The Decision Making process, as they all are, is not nearly so straightforward as it is sometimes considered. If we took it on a flat and linear basis, and I throw a cautionary red flag up here, let’s think about what a decision might look like:
1. It begins with Facts or data.
2. These suggest a goal.
3. The goal suggests several alternatives.
4. The decision – maker must apply futuring skills to consider the if-thens of each choice.
5. Based on the decision-maker’s values and feelings, (s)he chooses and acts on a decision most aligned and most considered to likely meet the decision maker’s goal.
6. If the choice does not achieve the goal, the decision maker might reconsider and try a new option.
Let’s flesh that out:
1. The king has imprisoned the fair maiden and instructed her to turn straw into gold. She cannot and fears terrible punishment. Rumplestiltskin shows up and says that he will do it for her if she will promise him her first born child.
2. Her goal is to survive.
3. Her choices are to say yes, to say no, or to lie and not intend to keep her promise.
4. She reasons, if she says yes she will need to keep her promise. If she says no she will fear punishment from the king. If she lies she might survive and manage to keep her first born.
5. She wishes to survive. She chooses “yes”.
6. She not only survives, she marries the king’s son and has a child. Now Rumplestiltskin shows up and demands what she promises!
The good teacher, now seizes the moment and involves her class in her decision , her values, the extent to which she had considered the consequences of her choices.

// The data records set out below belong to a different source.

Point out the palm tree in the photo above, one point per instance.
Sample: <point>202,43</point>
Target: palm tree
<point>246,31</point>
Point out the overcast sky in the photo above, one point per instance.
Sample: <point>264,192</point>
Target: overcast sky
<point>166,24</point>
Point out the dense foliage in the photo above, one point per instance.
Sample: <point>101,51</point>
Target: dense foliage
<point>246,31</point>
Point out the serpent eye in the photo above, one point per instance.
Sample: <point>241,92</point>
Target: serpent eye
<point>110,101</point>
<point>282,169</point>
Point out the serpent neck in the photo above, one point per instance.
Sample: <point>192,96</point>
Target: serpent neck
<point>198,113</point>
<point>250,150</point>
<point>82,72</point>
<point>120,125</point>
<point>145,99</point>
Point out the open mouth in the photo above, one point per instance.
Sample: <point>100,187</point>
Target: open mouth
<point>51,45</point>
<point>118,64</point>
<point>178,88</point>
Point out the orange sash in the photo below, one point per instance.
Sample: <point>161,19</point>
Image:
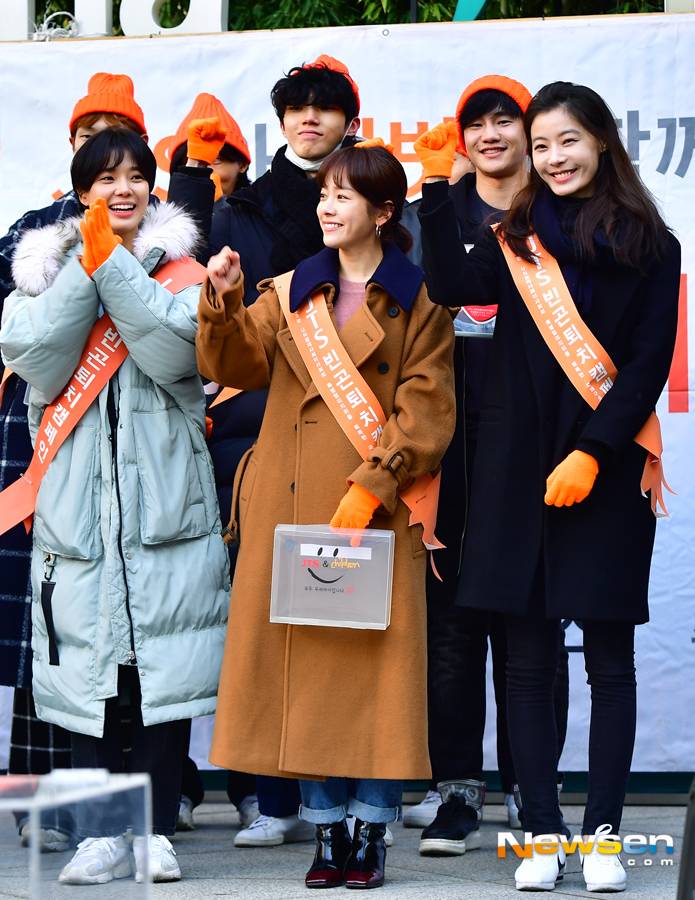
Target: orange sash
<point>582,358</point>
<point>349,398</point>
<point>103,353</point>
<point>5,375</point>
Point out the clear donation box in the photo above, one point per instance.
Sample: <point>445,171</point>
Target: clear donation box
<point>319,578</point>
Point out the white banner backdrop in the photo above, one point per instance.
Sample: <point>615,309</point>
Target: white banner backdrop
<point>410,77</point>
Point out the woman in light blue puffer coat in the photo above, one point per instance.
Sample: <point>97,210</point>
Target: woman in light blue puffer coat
<point>127,524</point>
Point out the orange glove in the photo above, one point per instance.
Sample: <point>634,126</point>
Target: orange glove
<point>205,139</point>
<point>572,480</point>
<point>436,149</point>
<point>217,181</point>
<point>355,510</point>
<point>97,236</point>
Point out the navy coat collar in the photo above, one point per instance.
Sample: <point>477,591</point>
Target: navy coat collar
<point>400,278</point>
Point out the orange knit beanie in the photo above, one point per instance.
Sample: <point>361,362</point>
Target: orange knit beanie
<point>109,93</point>
<point>206,106</point>
<point>335,65</point>
<point>514,89</point>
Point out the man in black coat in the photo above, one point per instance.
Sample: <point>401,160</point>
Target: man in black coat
<point>489,128</point>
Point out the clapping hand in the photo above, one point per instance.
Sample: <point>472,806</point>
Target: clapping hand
<point>224,270</point>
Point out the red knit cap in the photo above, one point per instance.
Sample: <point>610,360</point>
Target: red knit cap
<point>109,93</point>
<point>205,106</point>
<point>335,65</point>
<point>513,89</point>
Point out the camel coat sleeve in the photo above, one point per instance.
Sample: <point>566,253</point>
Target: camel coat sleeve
<point>421,426</point>
<point>236,344</point>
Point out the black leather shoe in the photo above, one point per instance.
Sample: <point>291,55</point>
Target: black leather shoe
<point>456,826</point>
<point>365,868</point>
<point>333,847</point>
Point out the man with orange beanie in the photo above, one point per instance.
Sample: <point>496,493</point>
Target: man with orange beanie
<point>489,129</point>
<point>208,159</point>
<point>36,746</point>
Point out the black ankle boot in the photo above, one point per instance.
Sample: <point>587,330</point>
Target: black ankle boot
<point>365,868</point>
<point>333,848</point>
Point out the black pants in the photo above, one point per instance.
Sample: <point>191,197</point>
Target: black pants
<point>157,750</point>
<point>457,659</point>
<point>277,797</point>
<point>533,643</point>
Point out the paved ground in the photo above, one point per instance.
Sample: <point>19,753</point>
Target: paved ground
<point>212,868</point>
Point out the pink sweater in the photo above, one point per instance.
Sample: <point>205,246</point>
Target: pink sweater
<point>352,293</point>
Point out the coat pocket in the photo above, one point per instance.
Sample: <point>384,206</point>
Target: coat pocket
<point>66,518</point>
<point>171,496</point>
<point>248,480</point>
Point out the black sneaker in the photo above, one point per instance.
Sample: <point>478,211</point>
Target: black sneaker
<point>456,827</point>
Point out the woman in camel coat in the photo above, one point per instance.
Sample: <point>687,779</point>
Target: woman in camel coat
<point>305,701</point>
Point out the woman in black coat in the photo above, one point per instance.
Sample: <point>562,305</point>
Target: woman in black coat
<point>558,526</point>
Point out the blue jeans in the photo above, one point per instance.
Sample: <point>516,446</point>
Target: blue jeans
<point>369,799</point>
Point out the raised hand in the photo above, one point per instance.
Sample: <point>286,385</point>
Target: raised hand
<point>97,236</point>
<point>224,270</point>
<point>205,139</point>
<point>355,510</point>
<point>436,150</point>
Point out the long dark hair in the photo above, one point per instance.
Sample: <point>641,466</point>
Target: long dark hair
<point>377,175</point>
<point>621,208</point>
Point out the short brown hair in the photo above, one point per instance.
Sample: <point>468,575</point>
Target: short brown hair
<point>113,120</point>
<point>377,175</point>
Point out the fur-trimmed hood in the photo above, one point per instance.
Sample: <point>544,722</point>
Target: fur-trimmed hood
<point>167,232</point>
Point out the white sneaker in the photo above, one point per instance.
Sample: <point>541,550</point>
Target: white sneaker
<point>50,839</point>
<point>603,872</point>
<point>267,831</point>
<point>388,836</point>
<point>540,872</point>
<point>97,861</point>
<point>248,810</point>
<point>512,811</point>
<point>185,819</point>
<point>424,813</point>
<point>161,858</point>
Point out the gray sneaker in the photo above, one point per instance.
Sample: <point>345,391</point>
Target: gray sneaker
<point>424,813</point>
<point>98,861</point>
<point>50,839</point>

So now the fairy tale, goes beyond its considerable fairy tale elements and is elevated above the fable’s “facts” and becomes an opportunity for helping her students recognize how decisions may and often are —- made.
And the value for Edufuturing I think it pretty obvious. Tomorrow’s students will need to make reasoned, futures-oriented, consequence-calculated, choices that must be grounded in clear, moral, and healthy values not only for their good but also for that of the societies they will be leading.